İstanbul’un Saraçhane bölgesinde, İBB Başkanı Ekrem İmamoğlu’nun gözaltına alınmasının ardından başlayan protestolar sırasında gözaltına alınan 28 kişinin kaderi değişti. Bir kısmı cezaevinde tutuklu, bir kısmı ise ev hapsinde tutulan bu kişiler için İstanbul 6. Asliye Ceza Mahkemesi tahliye kararı verdi. Karar, hem hukukçular hem de kamuoyu tarafından dikkatle takip edilen bir sürecin önemli bir dönüm noktası olarak görülüyor.
Olay, İmamoğlu’nun gözaltına alınmasıyla ateşlenen gösterilerde güvenlik güçlerinin geniş çaplı müdahalesiyle başlamıştı. Gözaltına alınanlardan 28’i hakkında tutuklama ve adli kontrol kararları çıkmış, bu durum tepkilere yol açmıştı. Şimdi ise mahkemenin tahliye kararı, “adalet yerini buldu” yorumlarını beraberinde getirirken, sürecin detayları merak konusu oldu.

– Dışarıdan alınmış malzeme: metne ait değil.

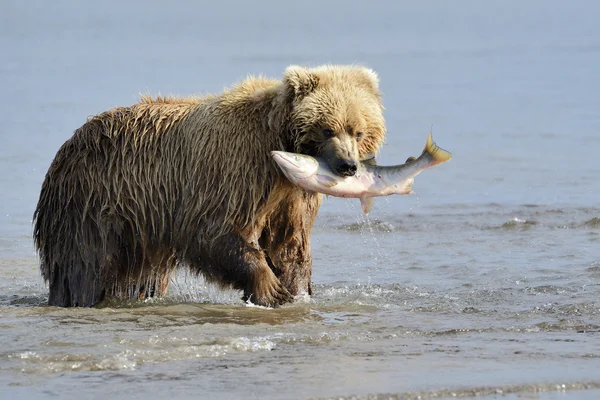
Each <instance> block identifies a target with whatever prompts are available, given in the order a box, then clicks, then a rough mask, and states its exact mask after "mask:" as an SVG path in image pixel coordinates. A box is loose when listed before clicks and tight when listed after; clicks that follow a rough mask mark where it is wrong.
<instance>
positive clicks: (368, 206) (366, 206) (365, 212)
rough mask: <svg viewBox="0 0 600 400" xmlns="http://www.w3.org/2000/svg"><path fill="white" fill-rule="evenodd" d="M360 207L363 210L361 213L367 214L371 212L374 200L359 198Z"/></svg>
mask: <svg viewBox="0 0 600 400" xmlns="http://www.w3.org/2000/svg"><path fill="white" fill-rule="evenodd" d="M360 205H361V206H362V208H363V212H364V213H365V215H366V214H369V212H371V210H372V209H373V206H374V205H375V199H374V198H373V197H367V196H364V197H361V198H360Z"/></svg>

Tahliye Kararı Silivri’den Geldi
İstanbul 6. Asliye Ceza Mahkemesi, Saraçhane’de gözaltına alınan 28 sanık için tahliye kararı verdi. Mahkeme, bir kısmı cezaevinde, bir kısmı ev hapsinde olan sanıkların durumunu değerlendirdi. Kararda, sanıkların suçlandığı 2911 Sayılı Toplantı ve Gösteri Yürüyüşleri Kanunu’nun 32/1 maddesi kapsamında delillerin toplandığı ve kaçma şüphesinin bulunmadığı belirtildi. Tahliye, adli kontrol tedbirinin ölçüsüzlüğüne vurgu yapılarak gerekçelendirildi.
Avukat Aras: “Yüzleri Güldüren Bir Gelişme”
Sanıkların avukatı Fırat Aras, kararı “Berlin’de hakimler var sözünü anımsatan, yüzleri güldüren bir gelişme” olarak niteledi. Aras, mahkemenin Anayasa Mahkemesi kararlarına atıfta bulunarak, ev hapsi gibi adli kontrol tedbirlerinin tutuklama koşulları gerektirdiğini ve bu durumda ölçüsüz kaldığını savunduğunu aktardı. Ayrıca, benzer suçlamalarla yargılanan 15 sanık için yurt dışı çıkış yasağı kararı verildiğini ekledi.
Gerekçe: Deliller Toplandı, Kaçma Şüphesi Yok
Mahkeme, tahliye kararını şu gerekçelere dayandırdı: Sanıklara yüklenen suçla ilgili tüm deliller toplandı, delillerin yok edilmesi ya da değiştirilmesi ihtimali kalmadı. Sanıkların sabit ikametgah sahibi olması ve kaçacaklarına dair somut bir olgu bulunmaması da kararda etkili oldu. 2911 Sayılı Kanun’un cezai sınırları ile adli kontrol süresinin orantısızlığı, tahliyenin ana dayanaklarından biri olarak öne çıktı.